Développement Durable/ONU : les acquis sont en train d’être annulés, en particulier dans les pays les plus pauvres

Les acquis en matière de développement sont en train d’être annulés, en particulier dans les pays les plus pauvres, indique l’Organisation des Nations Unies, alors qu’il ne reste que six ans pour atteindre les Objectifs du Développement Durable (ODD), prévenant que si la tendance actuelle se poursuit, l’ONU estime que 600 millions de personnes continueront de vivre dans l’extrême pauvreté en 2030 et au-delà, dont plus de la moitié sont des femmes.
« Nous traversons une crise de développement durable, à laquelle les inégalités, l’inflation, la dette, les conflits et les catastrophes climatiques ont tous contribué », a affirmé le Secrétaire général adjoint de l’ONU aux affaires économiques et sociales, Li Junhua.
Dans un nouveau rapport publié mardi, l’ONU a prévenu que seules une augmentation massive des financements et une réforme de l’architecture financière internationale peuvent sauver les ODD.
Le rapport sur le financement du développement durable 2024 : « Le financement du développement à la croisée des chemins », affirme que les défis de financement sont au cœur de la crise mondiale du développement durable, alors que le fardeau de la dette et les coûts d’emprunt exorbitants empêchent les pays en développement de répondre à la confluence des crises auxquelles ils sont confrontés.
Le document indique que des mesures urgentes sont nécessaires pour mobiliser des financements à grande échelle afin de combler le déficit de financement du développement, désormais estimé à 4.200 milliards de dollars par an, contre 2.500 milliards de dollars avant la pandémie de Covid-19.
Parallèlement, les tensions géopolitiques croissantes, les catastrophes climatiques et la crise mondiale du coût de la vie ont frappé des milliards de personnes, freinant les progrès en matière de soins de santé, d’éducation et d’autres objectifs de développement.
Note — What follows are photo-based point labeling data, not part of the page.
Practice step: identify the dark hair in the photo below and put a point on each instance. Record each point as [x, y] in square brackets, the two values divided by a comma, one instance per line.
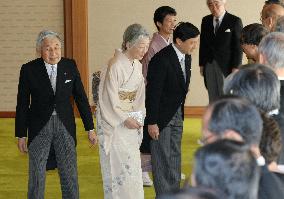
[185, 31]
[238, 114]
[194, 193]
[270, 143]
[228, 166]
[257, 83]
[161, 13]
[253, 33]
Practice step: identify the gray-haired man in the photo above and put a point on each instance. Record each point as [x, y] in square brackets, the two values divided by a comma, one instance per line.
[271, 53]
[44, 110]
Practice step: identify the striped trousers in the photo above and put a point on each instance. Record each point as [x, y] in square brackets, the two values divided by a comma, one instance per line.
[214, 79]
[54, 133]
[166, 156]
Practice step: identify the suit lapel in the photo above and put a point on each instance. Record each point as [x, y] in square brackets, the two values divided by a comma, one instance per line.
[224, 24]
[177, 67]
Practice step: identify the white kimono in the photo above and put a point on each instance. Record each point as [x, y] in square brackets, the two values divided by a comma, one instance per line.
[121, 94]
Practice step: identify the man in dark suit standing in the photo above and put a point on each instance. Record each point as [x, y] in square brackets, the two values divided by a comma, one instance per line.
[220, 50]
[167, 85]
[44, 113]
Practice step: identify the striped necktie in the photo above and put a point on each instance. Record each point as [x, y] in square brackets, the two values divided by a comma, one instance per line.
[217, 25]
[52, 78]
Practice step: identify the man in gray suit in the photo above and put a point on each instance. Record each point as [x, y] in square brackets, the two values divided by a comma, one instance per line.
[45, 115]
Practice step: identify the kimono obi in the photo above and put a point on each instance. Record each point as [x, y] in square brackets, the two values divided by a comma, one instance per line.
[126, 98]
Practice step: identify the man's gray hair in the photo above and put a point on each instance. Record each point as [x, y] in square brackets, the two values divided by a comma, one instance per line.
[45, 34]
[259, 84]
[132, 34]
[279, 26]
[272, 48]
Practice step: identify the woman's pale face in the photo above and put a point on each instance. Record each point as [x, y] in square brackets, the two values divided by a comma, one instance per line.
[139, 49]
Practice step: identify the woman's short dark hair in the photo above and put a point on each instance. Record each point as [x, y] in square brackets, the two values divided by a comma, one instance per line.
[253, 33]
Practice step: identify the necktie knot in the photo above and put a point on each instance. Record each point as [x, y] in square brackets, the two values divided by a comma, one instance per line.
[216, 25]
[53, 77]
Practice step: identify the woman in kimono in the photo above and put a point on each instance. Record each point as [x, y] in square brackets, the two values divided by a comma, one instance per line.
[120, 115]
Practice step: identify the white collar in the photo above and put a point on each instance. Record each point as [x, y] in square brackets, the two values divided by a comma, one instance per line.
[167, 42]
[220, 18]
[260, 161]
[179, 54]
[47, 65]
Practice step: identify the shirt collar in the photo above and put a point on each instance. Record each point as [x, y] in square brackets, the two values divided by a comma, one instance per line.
[179, 54]
[167, 42]
[47, 65]
[260, 161]
[220, 18]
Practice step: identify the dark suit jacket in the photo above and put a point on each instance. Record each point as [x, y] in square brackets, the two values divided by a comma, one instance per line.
[36, 100]
[224, 47]
[166, 88]
[280, 120]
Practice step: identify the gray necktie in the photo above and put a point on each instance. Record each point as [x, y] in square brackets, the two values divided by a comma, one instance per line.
[217, 25]
[52, 78]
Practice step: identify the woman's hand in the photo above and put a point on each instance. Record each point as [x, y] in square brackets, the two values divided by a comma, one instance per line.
[131, 123]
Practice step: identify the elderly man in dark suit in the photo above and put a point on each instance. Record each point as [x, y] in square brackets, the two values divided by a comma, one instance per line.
[167, 85]
[220, 51]
[44, 113]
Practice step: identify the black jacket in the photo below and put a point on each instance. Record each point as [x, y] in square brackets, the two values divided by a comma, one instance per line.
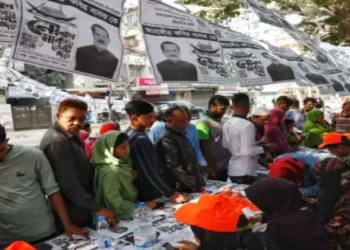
[150, 182]
[73, 172]
[179, 161]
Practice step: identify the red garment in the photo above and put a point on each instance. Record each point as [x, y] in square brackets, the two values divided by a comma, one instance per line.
[274, 132]
[88, 143]
[288, 168]
[20, 245]
[108, 126]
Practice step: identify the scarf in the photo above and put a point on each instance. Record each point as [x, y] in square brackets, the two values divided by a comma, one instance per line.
[313, 129]
[287, 221]
[103, 152]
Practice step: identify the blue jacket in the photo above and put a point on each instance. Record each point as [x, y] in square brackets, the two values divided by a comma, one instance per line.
[310, 189]
[191, 133]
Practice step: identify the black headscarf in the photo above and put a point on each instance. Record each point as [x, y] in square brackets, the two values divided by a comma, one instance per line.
[227, 241]
[293, 227]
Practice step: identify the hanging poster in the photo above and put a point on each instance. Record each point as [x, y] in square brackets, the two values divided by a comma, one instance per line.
[58, 96]
[311, 72]
[73, 36]
[182, 48]
[275, 18]
[339, 81]
[8, 21]
[295, 61]
[254, 64]
[269, 16]
[326, 89]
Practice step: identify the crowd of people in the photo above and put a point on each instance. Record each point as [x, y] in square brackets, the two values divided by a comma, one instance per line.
[165, 155]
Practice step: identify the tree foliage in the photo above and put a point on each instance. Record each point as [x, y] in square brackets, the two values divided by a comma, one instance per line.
[328, 20]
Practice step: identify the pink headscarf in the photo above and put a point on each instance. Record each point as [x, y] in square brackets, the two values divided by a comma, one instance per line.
[276, 116]
[88, 143]
[274, 131]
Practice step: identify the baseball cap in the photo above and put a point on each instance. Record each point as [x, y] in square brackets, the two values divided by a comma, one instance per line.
[330, 139]
[218, 213]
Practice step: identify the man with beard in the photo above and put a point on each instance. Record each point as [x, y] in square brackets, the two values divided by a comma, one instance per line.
[209, 130]
[145, 160]
[74, 173]
[278, 71]
[96, 59]
[175, 69]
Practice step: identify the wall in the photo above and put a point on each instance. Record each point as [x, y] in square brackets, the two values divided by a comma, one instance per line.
[6, 116]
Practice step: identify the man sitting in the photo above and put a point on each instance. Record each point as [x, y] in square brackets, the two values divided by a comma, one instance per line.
[177, 155]
[26, 180]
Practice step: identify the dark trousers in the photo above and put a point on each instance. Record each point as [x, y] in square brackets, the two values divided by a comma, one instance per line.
[222, 175]
[246, 179]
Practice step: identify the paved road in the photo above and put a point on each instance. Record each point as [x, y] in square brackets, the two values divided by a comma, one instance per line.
[33, 137]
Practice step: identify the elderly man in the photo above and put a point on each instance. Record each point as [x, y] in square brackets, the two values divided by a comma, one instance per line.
[96, 59]
[177, 155]
[173, 68]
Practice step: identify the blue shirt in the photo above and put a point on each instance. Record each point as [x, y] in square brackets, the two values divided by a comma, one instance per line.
[191, 133]
[310, 190]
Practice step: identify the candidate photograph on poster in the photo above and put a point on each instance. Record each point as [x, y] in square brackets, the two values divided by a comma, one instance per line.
[317, 79]
[105, 62]
[278, 71]
[173, 68]
[63, 36]
[8, 17]
[182, 48]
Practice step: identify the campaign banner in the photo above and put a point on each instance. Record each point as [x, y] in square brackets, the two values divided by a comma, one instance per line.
[269, 16]
[275, 18]
[312, 73]
[81, 37]
[8, 21]
[339, 81]
[182, 48]
[326, 90]
[253, 63]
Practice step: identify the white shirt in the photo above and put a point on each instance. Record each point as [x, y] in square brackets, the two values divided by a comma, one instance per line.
[239, 139]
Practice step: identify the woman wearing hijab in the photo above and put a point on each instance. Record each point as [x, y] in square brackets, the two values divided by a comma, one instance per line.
[274, 132]
[217, 222]
[114, 175]
[314, 128]
[289, 223]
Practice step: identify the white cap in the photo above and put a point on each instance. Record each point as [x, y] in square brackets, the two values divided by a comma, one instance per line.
[260, 111]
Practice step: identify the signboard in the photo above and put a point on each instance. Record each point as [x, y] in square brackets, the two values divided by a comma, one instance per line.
[81, 37]
[6, 116]
[182, 48]
[254, 64]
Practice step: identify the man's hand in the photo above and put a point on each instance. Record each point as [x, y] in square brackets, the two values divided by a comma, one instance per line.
[109, 216]
[151, 204]
[187, 245]
[71, 230]
[179, 198]
[270, 147]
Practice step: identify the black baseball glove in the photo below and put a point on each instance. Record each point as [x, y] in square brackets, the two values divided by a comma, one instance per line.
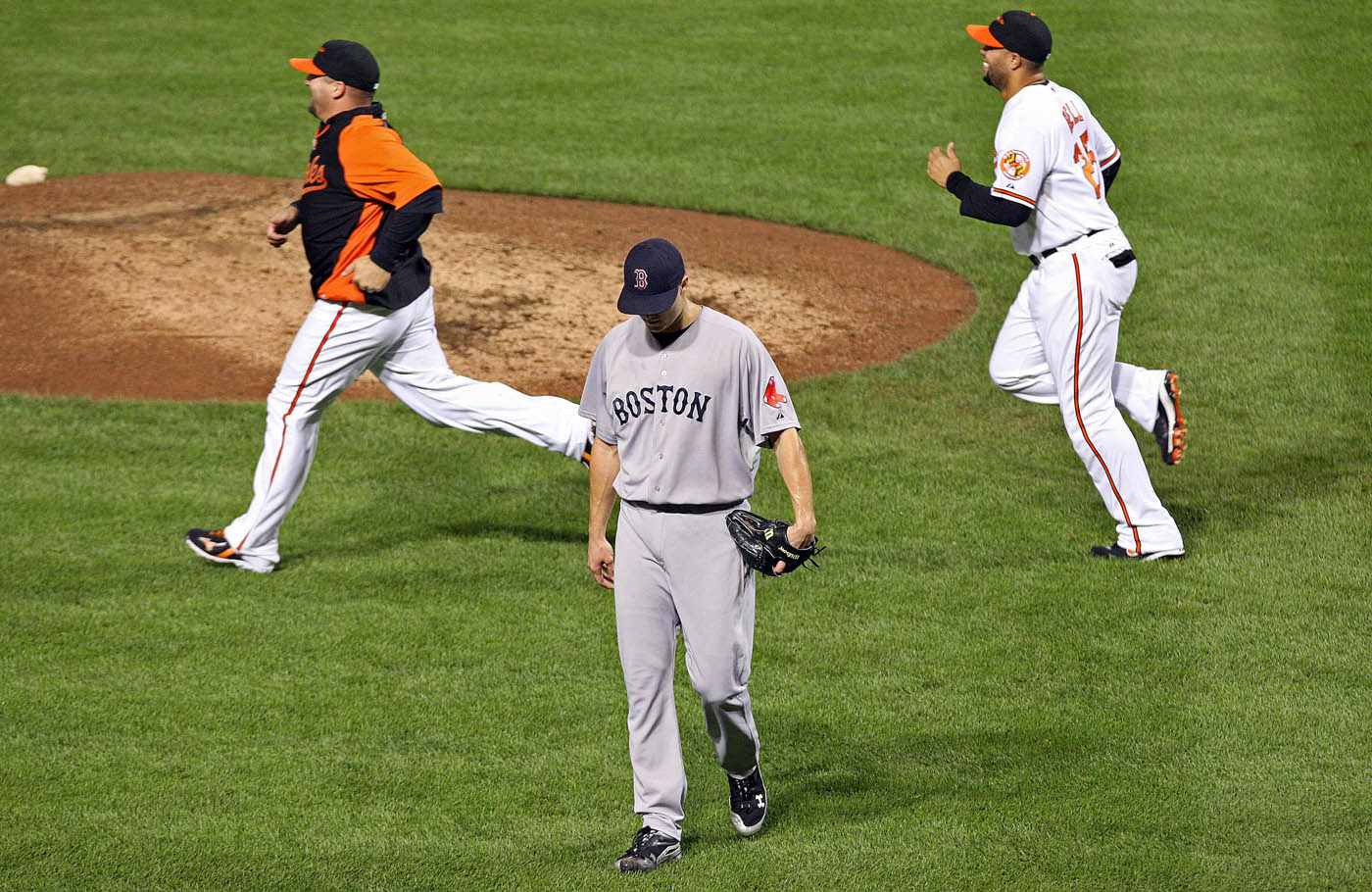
[763, 544]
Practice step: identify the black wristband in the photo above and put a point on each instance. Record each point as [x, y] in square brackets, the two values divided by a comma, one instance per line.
[957, 181]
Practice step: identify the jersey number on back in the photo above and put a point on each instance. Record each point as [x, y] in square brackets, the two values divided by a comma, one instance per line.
[1081, 154]
[1087, 158]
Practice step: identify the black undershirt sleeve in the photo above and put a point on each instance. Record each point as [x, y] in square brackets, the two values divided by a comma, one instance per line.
[404, 226]
[1108, 174]
[980, 203]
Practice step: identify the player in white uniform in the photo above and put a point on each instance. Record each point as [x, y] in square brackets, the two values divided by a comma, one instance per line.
[366, 202]
[1054, 165]
[683, 398]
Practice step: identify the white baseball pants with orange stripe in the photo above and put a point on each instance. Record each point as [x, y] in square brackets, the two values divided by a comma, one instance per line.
[335, 345]
[1058, 346]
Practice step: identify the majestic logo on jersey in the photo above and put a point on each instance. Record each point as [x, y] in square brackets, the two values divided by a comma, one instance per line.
[772, 397]
[662, 398]
[315, 175]
[1014, 164]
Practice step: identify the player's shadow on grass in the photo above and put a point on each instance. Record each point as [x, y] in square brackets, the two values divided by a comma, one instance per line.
[908, 771]
[532, 530]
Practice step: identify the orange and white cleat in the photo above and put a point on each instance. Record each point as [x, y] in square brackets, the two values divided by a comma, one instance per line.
[1170, 428]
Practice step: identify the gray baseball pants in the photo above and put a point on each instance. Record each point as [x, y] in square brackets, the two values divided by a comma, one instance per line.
[682, 572]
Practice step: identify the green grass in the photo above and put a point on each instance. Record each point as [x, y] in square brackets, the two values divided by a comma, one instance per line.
[427, 693]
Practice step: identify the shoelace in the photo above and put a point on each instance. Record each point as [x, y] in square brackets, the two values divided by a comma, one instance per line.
[641, 841]
[741, 791]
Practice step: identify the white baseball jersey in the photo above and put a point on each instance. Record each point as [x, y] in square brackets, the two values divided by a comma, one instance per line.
[1050, 153]
[689, 418]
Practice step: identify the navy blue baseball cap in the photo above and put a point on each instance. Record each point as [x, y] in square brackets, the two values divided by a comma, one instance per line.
[1018, 31]
[654, 273]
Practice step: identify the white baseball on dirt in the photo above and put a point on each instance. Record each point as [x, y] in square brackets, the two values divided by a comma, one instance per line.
[27, 174]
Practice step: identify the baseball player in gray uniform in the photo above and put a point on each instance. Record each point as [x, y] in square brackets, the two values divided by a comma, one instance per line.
[683, 400]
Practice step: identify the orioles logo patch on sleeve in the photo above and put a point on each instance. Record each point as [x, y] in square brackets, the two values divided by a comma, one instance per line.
[1014, 164]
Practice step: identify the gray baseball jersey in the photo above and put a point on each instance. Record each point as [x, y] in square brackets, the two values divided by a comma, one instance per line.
[689, 421]
[688, 418]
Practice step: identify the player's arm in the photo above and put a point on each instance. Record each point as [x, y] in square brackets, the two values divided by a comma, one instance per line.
[401, 229]
[1107, 174]
[795, 473]
[281, 223]
[600, 553]
[977, 201]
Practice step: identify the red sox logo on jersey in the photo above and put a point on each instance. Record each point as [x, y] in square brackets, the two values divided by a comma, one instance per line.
[1014, 164]
[772, 397]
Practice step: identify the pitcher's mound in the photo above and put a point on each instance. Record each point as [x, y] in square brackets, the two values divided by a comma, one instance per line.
[161, 285]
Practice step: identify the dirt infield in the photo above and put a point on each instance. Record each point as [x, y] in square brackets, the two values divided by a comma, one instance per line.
[161, 285]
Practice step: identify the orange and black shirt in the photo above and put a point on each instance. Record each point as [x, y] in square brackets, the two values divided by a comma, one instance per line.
[367, 194]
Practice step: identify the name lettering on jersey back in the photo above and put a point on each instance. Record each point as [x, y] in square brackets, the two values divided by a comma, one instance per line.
[1072, 116]
[315, 175]
[664, 400]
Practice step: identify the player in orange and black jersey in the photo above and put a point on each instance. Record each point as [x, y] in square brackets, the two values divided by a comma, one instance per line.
[367, 195]
[366, 202]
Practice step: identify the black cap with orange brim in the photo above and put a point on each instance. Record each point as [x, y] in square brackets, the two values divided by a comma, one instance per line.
[1019, 31]
[343, 61]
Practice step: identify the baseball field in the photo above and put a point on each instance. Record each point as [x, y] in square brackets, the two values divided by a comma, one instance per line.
[427, 693]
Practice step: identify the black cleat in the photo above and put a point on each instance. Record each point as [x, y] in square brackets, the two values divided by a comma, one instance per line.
[1170, 428]
[213, 546]
[748, 803]
[1114, 551]
[651, 848]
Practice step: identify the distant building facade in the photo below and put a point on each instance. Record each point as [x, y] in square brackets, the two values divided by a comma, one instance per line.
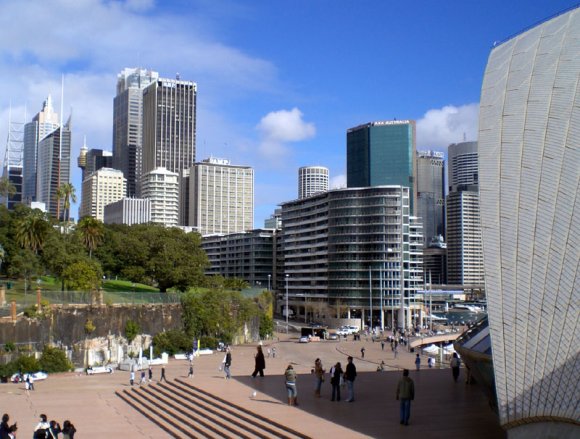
[382, 153]
[53, 167]
[128, 124]
[312, 180]
[169, 125]
[161, 187]
[221, 197]
[464, 242]
[338, 245]
[128, 211]
[247, 255]
[44, 123]
[431, 193]
[100, 188]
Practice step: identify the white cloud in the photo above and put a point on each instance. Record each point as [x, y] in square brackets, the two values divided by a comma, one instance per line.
[278, 128]
[338, 182]
[440, 127]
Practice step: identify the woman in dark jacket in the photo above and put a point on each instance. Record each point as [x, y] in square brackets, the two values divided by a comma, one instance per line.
[260, 363]
[335, 374]
[68, 430]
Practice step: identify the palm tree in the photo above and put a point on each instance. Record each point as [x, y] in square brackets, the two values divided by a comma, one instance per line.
[66, 192]
[31, 231]
[92, 232]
« Ce rapport est une nouvelle preuve du chemin qu’il nous reste encore à parcourir et de la rapidité avec laquelle nous devons agir pour réaliser le Programme de développement durable à l’horizon 2030 », a déclaré, pour sa part, la Vice-Secrétaire générale de l’ONU, Amina J. Mohammed, soulignant que « nous sommes vraiment à la croisée des chemins et le temps presse ».
Mme Mohammed a en outre appelé les dirigeants à aller au-delà de la simple rhétorique et tenir leurs promesses, et « sans un financement adéquat, les objectifs de 2030 ne pourront être atteints ».
Le rapport considère le Sommet des Nations Unies sur le futur en septembre 2024 comme une opportunité cruciale de changer de cap.
Il souligne que la quatrième Conférence internationale sur le financement du développement de juin 2025 est le moment critique pour les pays de s’engager à combler le déficit de financement du développement et d’investir dans la réalisation des ODD.
Le rapport est un produit conjoint du Groupe de travail inter-institutions sur le financement du développement, qui comprend plus de 60 agences des Nations Unies et organisations internationales.